A marcha dos camisas pardas – Editorial - O Estado de S. Paulo

Um grupo de brucutus apoiadores do presidente Jair Bolsonaro – chamados “300 do Brasil” – armou acampamento no entorno da Praça dos Três Poderes para organizar uma invasão ao Congresso Nacional e ao Supremo Tribunal Federal (STF). Os camisas pardas do bolsonarismo, que agora vestem verde e amarelo e roupas camufladas, programam uma marcha sobre Brasília neste fim de semana. “Nós temos um comboio organizado para chegar a Brasília até o final desta semana. Pelo menos uns 300 caminhões, muitos militares da reserva, muitos civis, homens e mulheres, talvez até crianças, para virem para cá e darmos cabo dessa patifaria”, ameaçou Paulo Felipe, um dos líderes da milícia acampada, em vídeo divulgado em uma rede social.

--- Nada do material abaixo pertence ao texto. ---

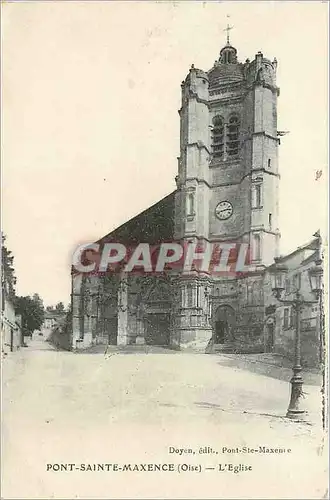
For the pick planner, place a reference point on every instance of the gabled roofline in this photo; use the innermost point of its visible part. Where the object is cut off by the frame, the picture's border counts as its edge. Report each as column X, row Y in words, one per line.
column 136, row 216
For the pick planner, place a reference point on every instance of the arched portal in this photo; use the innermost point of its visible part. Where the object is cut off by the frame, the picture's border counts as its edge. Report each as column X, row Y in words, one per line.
column 224, row 321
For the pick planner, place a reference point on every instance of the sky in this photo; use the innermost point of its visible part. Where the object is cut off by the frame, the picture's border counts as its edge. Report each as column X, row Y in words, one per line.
column 90, row 129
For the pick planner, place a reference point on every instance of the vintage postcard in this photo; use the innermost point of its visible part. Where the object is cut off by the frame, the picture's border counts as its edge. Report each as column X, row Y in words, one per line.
column 164, row 320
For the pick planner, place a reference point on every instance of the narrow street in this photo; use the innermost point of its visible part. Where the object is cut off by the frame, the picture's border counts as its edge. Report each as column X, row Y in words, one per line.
column 61, row 407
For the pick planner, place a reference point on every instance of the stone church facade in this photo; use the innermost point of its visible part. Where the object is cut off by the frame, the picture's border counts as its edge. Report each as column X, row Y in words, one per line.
column 226, row 191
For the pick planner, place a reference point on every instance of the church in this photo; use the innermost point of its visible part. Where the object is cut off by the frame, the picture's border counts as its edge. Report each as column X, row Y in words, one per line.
column 226, row 191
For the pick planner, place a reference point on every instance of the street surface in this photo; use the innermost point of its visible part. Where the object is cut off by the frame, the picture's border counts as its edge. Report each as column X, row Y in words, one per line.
column 61, row 407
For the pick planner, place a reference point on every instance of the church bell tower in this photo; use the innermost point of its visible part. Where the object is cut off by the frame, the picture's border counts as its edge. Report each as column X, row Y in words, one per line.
column 227, row 182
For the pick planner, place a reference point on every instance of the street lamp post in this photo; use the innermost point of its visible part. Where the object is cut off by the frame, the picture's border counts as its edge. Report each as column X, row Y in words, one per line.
column 279, row 273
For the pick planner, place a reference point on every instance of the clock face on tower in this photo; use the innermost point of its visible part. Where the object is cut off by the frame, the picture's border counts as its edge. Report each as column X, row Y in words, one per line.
column 224, row 210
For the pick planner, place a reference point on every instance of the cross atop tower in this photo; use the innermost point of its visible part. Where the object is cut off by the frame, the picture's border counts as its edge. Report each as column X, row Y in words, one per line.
column 228, row 29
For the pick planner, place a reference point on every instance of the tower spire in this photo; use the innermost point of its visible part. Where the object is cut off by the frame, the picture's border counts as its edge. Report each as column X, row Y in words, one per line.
column 228, row 30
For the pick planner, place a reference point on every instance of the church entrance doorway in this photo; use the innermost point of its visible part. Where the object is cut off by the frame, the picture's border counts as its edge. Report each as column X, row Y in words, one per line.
column 220, row 332
column 110, row 330
column 223, row 325
column 157, row 329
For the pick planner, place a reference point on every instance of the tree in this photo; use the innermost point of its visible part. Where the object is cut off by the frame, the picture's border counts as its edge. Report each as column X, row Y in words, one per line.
column 32, row 311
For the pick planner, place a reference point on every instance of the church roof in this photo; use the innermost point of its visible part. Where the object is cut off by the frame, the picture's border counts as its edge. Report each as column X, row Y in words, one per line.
column 153, row 225
column 225, row 73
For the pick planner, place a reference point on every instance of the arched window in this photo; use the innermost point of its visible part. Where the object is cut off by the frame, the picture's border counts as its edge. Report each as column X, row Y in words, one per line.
column 257, row 198
column 232, row 139
column 189, row 295
column 191, row 204
column 256, row 246
column 218, row 137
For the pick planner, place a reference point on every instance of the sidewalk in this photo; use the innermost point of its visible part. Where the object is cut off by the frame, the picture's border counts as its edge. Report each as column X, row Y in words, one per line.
column 272, row 365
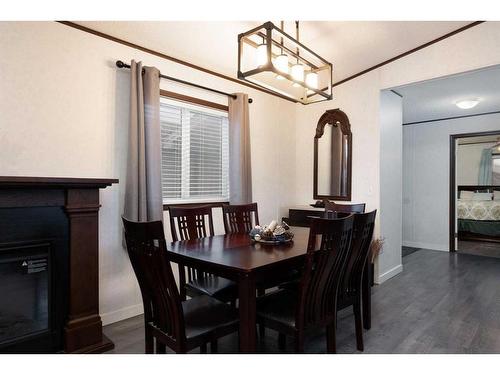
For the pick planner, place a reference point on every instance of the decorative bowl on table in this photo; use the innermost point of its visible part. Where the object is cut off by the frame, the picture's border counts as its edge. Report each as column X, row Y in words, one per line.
column 273, row 233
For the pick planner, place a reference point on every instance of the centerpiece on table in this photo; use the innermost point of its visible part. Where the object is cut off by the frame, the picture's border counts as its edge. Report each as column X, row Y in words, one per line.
column 273, row 233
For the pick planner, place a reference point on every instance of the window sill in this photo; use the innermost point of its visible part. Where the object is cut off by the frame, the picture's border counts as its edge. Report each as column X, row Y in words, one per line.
column 194, row 202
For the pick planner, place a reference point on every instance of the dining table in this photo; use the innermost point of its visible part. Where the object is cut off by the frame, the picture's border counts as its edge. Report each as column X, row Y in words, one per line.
column 239, row 258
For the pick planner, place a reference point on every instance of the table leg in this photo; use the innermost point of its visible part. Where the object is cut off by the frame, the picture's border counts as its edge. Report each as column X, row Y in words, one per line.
column 247, row 313
column 367, row 296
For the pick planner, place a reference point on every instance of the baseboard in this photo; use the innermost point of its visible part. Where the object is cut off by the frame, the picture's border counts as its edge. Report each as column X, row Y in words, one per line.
column 389, row 274
column 425, row 245
column 122, row 314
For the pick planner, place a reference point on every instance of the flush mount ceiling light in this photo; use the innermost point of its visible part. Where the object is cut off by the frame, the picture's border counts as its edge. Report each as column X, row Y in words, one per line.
column 272, row 59
column 467, row 104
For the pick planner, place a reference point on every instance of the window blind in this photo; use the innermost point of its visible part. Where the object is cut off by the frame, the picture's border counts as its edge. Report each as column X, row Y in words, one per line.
column 195, row 152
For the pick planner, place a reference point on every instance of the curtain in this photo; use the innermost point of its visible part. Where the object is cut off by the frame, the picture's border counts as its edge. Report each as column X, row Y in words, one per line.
column 240, row 171
column 143, row 195
column 486, row 167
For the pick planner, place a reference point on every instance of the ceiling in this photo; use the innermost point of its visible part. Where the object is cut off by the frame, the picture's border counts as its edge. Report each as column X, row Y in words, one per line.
column 492, row 139
column 351, row 46
column 436, row 98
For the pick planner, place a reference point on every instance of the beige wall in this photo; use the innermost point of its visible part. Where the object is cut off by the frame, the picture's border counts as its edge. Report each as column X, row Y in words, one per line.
column 360, row 99
column 64, row 112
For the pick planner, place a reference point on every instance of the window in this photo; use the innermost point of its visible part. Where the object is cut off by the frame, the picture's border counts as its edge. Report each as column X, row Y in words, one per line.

A palavra “patifaria” não foi escolhida ao acaso. Resulta de uma irresponsável incitação. No dia 19 de abril, dirigindo-se a apoiares reunidos em frente ao Quartel-General do Exército, em Brasília, o presidente Jair Bolsonaro exortou a súcia que pedia o fechamento das instituições democráticas a “lutar” com ele. “Nós não queremos negociar nada. Nós queremos é ação pelo Brasil. Acabou a patifaria!”, bradou Bolsonaro, como se estivesse prestes a descer da Sierra Maestra, e não de uma caminhonete transformada em palanque.

Segundo o portal Congresso em Foco, outro que está por trás da gravíssima ameaça de assalto ao Congresso e à Corte Suprema é Marcelo Stachin, um dos líderes da campanha de formação da Aliança pelo Brasil, partido que o presidente Jair Bolsonaro pretende criar para chamar de seu. Ainda não se sabe quando, e se, a Aliança pelo Brasil cumprirá os requisitos legais e será autorizada pelo Tribunal Superior Eleitoral. Fato é que a agremiação está muito mais próxima de um movimento golpista do que de um partido político.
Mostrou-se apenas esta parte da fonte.